Majors claim deal would help revive industry.
Sony Music and BMG made a robust defense of their proposed merger today (June 14) at a special hearing in Brussels, the start of a two-day gathering organized by the competition department of the European Commission.
Executives from both music majors -- which are trying to secure regulatory clearance from the European Union's anti-trust authorities -- argued that the proposed merger would help revive the beleaguered music market.
"They said that a merger was the best way to cope with the falling sales and the threat of piracy," one participant at the closed-door hearing tells Billboard.biz.
The two groups also rebutted arguments made by the EC in its 51-page Statement of Objections (SO) to the deal, issued last month. The SO accused the five music majors of price-fixing, market collusion and collective dominance.
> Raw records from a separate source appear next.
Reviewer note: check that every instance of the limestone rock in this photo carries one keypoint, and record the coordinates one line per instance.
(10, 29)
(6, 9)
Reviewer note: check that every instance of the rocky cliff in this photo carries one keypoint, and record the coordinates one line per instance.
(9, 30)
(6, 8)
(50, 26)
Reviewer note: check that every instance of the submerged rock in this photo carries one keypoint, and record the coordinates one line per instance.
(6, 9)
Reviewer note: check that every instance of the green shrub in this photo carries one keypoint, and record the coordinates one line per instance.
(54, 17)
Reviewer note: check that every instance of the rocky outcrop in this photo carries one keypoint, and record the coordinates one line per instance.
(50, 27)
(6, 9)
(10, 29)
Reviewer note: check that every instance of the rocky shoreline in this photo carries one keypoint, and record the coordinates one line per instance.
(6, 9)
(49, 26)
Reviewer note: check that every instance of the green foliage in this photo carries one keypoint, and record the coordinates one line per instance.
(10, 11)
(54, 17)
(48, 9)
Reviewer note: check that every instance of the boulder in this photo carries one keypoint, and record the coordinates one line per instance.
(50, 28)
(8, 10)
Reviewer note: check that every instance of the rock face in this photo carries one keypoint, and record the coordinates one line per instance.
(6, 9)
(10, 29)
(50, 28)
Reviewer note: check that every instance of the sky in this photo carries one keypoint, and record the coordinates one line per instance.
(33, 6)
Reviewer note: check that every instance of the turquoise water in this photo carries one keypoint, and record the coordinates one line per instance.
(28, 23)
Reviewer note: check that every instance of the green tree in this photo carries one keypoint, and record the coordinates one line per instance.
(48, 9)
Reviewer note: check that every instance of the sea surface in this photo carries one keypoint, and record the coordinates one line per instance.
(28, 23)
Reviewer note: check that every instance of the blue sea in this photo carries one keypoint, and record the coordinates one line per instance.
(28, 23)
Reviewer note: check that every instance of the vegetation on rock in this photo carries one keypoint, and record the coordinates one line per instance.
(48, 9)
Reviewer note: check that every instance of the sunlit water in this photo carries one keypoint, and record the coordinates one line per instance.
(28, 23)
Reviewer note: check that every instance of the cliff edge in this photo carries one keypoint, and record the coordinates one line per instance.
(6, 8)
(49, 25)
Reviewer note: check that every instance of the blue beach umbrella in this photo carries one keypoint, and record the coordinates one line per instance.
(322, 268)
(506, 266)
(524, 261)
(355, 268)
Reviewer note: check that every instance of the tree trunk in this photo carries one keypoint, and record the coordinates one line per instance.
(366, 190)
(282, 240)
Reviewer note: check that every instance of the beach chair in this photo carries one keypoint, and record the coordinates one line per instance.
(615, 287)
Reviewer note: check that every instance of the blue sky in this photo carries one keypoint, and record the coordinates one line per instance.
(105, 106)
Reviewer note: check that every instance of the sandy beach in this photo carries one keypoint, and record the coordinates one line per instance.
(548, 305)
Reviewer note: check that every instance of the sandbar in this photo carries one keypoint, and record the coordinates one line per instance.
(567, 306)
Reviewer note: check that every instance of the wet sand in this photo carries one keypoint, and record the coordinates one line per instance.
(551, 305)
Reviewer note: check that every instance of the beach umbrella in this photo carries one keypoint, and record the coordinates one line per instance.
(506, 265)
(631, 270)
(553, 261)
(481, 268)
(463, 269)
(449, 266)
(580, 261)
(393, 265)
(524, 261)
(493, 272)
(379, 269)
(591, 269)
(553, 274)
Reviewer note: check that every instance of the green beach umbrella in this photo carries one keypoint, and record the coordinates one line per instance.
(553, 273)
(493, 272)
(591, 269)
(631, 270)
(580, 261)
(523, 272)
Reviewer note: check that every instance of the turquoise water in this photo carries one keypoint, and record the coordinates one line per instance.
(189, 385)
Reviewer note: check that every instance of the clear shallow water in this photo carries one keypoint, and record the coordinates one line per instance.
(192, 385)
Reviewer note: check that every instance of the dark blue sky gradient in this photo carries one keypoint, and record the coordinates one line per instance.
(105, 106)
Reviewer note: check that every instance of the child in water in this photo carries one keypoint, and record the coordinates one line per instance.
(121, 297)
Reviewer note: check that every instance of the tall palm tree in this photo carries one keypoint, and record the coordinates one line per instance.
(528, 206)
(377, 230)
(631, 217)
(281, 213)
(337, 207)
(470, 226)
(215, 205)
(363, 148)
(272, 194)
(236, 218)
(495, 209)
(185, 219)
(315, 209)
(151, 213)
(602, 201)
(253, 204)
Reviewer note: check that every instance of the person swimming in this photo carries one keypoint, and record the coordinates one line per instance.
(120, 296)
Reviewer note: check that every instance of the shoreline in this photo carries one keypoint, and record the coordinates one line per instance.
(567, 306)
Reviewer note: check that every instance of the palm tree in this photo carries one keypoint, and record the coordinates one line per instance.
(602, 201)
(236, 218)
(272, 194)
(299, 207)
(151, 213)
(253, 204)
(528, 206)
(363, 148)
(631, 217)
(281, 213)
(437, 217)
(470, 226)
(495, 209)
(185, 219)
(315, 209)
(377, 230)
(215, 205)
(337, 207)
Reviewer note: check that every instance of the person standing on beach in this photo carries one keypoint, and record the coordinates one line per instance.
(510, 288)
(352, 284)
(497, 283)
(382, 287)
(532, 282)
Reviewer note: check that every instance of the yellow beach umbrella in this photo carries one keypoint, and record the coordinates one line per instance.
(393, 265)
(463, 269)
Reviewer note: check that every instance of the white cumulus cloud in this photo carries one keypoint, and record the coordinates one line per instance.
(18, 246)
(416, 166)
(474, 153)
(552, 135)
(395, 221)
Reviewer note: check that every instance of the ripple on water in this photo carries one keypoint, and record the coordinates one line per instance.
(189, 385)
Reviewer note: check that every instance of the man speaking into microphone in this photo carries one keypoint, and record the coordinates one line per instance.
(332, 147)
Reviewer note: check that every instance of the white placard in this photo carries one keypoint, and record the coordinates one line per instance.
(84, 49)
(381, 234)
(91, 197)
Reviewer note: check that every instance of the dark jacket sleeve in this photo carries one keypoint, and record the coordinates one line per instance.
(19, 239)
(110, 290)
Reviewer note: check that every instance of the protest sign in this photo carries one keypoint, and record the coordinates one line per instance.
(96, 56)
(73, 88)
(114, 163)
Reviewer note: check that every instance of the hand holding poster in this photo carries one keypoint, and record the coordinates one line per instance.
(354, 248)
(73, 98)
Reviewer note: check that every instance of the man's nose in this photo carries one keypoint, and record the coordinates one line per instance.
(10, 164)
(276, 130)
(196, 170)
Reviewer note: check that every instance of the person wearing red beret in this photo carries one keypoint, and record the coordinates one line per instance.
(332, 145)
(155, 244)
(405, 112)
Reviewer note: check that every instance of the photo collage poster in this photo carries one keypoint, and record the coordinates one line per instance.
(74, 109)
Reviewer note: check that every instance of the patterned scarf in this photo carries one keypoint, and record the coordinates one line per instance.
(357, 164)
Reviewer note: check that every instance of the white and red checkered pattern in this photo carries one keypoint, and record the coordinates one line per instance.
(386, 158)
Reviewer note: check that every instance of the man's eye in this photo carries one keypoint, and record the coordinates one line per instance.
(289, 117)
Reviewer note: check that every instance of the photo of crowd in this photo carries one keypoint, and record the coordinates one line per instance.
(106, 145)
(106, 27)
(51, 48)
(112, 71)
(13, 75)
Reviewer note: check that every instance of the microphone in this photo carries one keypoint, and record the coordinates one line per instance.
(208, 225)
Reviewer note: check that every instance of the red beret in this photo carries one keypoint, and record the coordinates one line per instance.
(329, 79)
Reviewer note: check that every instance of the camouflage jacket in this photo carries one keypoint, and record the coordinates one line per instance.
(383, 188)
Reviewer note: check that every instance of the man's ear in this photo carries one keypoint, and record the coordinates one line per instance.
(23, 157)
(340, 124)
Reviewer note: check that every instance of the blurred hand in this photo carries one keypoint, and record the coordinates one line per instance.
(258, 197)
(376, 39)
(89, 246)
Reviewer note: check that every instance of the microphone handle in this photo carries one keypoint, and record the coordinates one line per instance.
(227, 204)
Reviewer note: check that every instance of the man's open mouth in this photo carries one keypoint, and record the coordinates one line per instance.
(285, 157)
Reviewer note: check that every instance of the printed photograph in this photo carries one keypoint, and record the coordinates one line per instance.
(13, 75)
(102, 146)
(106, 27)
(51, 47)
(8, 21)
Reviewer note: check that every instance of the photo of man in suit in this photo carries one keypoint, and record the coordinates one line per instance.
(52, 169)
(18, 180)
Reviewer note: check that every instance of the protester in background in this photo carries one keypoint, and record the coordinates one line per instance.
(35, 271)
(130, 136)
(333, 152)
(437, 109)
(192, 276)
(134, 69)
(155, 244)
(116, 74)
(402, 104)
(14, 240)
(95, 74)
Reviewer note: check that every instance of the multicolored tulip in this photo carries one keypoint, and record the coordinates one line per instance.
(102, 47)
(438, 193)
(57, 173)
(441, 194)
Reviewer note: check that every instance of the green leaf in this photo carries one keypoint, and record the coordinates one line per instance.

"They insisted that the market was transparent, that the majors competed against one another and that it was not possible to fix the market," says the source.
Today's meeting was also attended by competitors and other interested parties, including representatives of EMI, Warner Music, independent labels body Impala, European consumer group BEUC and computer giant Apple. These third parties are due to deliver their own assessments of the proposed merger tomorrow.
Impala said last week that the EC should block the merger, as it would further strengthen the alleged stranglehold the majors have on pricing and distribution.
The planned merger would create the world's second-largest music company, with control of about one-quarter of the $30 billion industry.
The EC's SO says a merger "would strengthen a collective dominant position in the market for recorded music and in the wholesale market for licenses for online music, as a result of which effective competition would be significantly impeded."